HUNTER-GATHERER:
Applying Constraint Satisfaction, Branch-and-Bound and
Solution Synthesis to Computational Semantics
Stephen Beale
MCCS-96-289
Computing Research Laboratory
Box 30001
New Mexico State University
Las Cruces, New Mexico 88003
The Computing Research Laboratory was established by the New Mexico State Legislature, under the Science and Technology Commercialization Commission as part of the Rio Grande Research Corridor.

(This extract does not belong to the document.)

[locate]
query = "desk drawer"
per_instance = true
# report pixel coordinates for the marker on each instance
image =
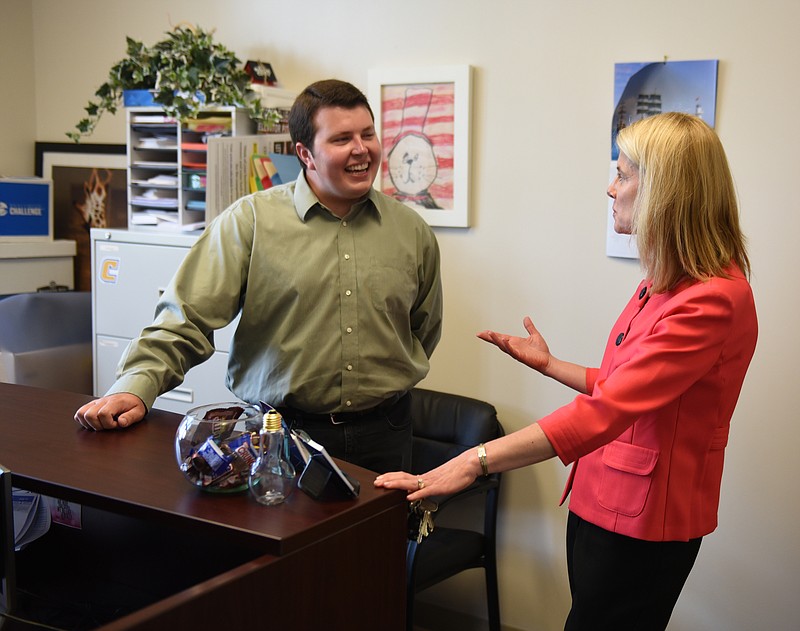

Each of these three general AI techniques will be described. We will look at how how they have been used to solve a variety of problems. These general techniques were extended or used in novel ways in this project. We will describe these extensions in detail and give examples of how they were applied to computational semantic processing. A major contribution of this work will also be in showing how and why Natural Language is a prime candidate for applying these methods, and how they can enable near-linear time processing. As part of this discussion, we will demonstrate the important result that by converting Text Planning to a constraint satisfaction problem, Means-End type planning can be replaced by an efficient constraint-based search through a complex tree. Finally, we will examine the results in the light of the Mikrokosmos Machine Translation project. This project is a large-scale Spanish-English MT system implemented at New Mexico State University. We will be able to evaluate the control mechanism presented here against a large corpus of sample texts. In particular, we will show that a search space in the billions (or in some cases ga-zillions) can be reduced to a few thousand or less, with a corresponding decrease in run-time.